Cybersecurity is the biggest concern for companies evaluating risk in the nascent self-driving vehicle industry, according to a survey conducted by Munich Re.
The world’s second-biggest reinsurer found that 55 percent of corporate risk managers surveyed named cybersecurity as their top concern about self-driving cars. Cybersecurity included the potential hacking of an automated car’s data systems as well as the failure of smart road infrastructure, Munich Re said in an e-mail.
“Cybersecurity is a new exposure when it comes to automobiles,” Mike Scrudato, head of Munich Re’s mobility operations, said in a telephone interview. “One of the factors that could increase premiums is the cyber exposure because there is no real cyber product being purchased in relation to auto today.”
The question of how to allocate liability when autonomous and non-autonomous vehicles share the roads was the main concern for 27 percent of respondents. The risks of autonomous cars have grown more prominent after several crashes involving Tesla Motors Inc. vehicles’ Autopilot feature, including the first fatal wreck when a Model S slammed into an 18-wheeler crossing a Florida highway. Safety was the top concern of six percent of the risk managers surveyed.
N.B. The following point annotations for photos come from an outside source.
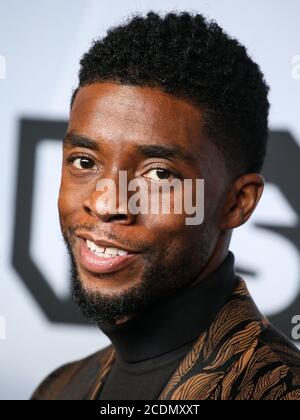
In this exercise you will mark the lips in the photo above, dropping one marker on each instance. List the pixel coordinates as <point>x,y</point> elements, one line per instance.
<point>101,259</point>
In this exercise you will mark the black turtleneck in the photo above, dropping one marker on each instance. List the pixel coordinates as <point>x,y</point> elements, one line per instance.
<point>149,347</point>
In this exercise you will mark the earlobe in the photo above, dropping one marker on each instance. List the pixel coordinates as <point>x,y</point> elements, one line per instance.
<point>241,200</point>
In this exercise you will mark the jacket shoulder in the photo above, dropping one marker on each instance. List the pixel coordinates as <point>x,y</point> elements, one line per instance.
<point>72,380</point>
<point>284,365</point>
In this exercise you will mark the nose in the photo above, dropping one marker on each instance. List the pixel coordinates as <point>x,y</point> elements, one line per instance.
<point>108,204</point>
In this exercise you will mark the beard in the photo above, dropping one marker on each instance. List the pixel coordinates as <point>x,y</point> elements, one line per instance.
<point>164,273</point>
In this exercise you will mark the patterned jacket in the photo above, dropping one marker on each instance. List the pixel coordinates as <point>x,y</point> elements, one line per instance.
<point>240,357</point>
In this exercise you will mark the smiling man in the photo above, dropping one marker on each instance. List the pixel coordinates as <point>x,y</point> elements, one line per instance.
<point>163,99</point>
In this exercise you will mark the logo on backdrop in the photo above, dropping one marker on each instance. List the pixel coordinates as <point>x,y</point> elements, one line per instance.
<point>281,169</point>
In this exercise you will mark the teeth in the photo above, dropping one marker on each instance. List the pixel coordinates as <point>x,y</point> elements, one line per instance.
<point>103,252</point>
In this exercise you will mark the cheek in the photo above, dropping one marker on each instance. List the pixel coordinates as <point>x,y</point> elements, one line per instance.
<point>70,200</point>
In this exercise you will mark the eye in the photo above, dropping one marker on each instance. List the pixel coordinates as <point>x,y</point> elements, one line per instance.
<point>159,174</point>
<point>83,163</point>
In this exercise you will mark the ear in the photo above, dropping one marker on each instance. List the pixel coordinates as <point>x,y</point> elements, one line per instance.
<point>241,200</point>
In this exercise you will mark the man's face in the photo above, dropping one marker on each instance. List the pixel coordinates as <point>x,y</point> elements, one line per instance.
<point>152,136</point>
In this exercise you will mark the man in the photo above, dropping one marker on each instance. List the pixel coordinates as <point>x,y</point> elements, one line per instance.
<point>163,99</point>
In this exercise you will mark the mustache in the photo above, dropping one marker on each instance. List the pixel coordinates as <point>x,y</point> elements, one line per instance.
<point>69,232</point>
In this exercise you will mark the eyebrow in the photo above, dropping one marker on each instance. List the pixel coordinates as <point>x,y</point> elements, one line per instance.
<point>164,151</point>
<point>77,140</point>
<point>72,139</point>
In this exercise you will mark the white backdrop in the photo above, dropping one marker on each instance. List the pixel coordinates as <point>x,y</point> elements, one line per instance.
<point>40,47</point>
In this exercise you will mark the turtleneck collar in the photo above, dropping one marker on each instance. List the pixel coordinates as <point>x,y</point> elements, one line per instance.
<point>175,321</point>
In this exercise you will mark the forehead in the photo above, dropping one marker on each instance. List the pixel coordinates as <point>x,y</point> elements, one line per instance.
<point>114,112</point>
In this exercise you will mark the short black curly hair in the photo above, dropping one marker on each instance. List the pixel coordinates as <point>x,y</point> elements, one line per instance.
<point>192,58</point>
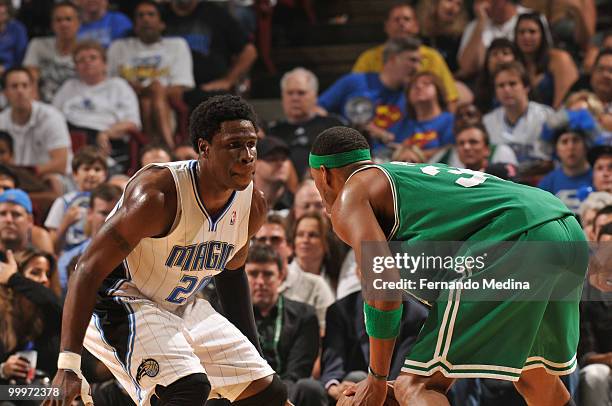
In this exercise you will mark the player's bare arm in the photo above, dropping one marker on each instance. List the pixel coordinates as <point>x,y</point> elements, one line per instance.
<point>147,210</point>
<point>363,197</point>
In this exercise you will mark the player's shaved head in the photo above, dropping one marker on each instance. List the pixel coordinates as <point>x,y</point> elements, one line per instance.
<point>339,139</point>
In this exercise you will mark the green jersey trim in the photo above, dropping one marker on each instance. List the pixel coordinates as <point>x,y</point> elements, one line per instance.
<point>393,193</point>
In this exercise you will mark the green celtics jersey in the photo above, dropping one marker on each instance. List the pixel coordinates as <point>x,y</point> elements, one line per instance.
<point>441,203</point>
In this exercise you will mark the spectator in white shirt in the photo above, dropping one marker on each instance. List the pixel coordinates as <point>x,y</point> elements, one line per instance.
<point>105,108</point>
<point>517,122</point>
<point>50,58</point>
<point>158,69</point>
<point>494,19</point>
<point>39,131</point>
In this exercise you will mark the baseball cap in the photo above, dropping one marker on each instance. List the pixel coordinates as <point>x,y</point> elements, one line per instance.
<point>271,146</point>
<point>17,196</point>
<point>597,151</point>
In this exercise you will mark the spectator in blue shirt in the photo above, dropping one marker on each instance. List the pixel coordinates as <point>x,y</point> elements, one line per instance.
<point>574,171</point>
<point>428,127</point>
<point>102,25</point>
<point>13,38</point>
<point>376,100</point>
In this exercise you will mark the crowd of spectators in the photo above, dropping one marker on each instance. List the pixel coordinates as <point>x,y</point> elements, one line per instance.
<point>518,89</point>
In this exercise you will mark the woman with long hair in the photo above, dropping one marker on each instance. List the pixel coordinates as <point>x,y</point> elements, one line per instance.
<point>551,71</point>
<point>442,24</point>
<point>311,248</point>
<point>30,316</point>
<point>501,50</point>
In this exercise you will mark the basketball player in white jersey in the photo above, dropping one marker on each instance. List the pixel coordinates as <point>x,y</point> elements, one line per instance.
<point>177,226</point>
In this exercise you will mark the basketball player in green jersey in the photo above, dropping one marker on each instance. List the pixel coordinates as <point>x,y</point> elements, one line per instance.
<point>528,342</point>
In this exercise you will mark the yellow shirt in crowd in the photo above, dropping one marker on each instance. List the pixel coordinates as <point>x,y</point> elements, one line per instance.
<point>371,60</point>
Most companies aren’t yet prepared for the rollout of self-driving vehicles, reflecting skepticism that the cars will arrive on American roads inside the next five years. Some 64 percent have done no preparation for autonomous vehicles hitting the market, according to the survey of more than 100 of corporate risk managers across all industries conducted by Munich Re at a risk and insurance conference in San Diego in April.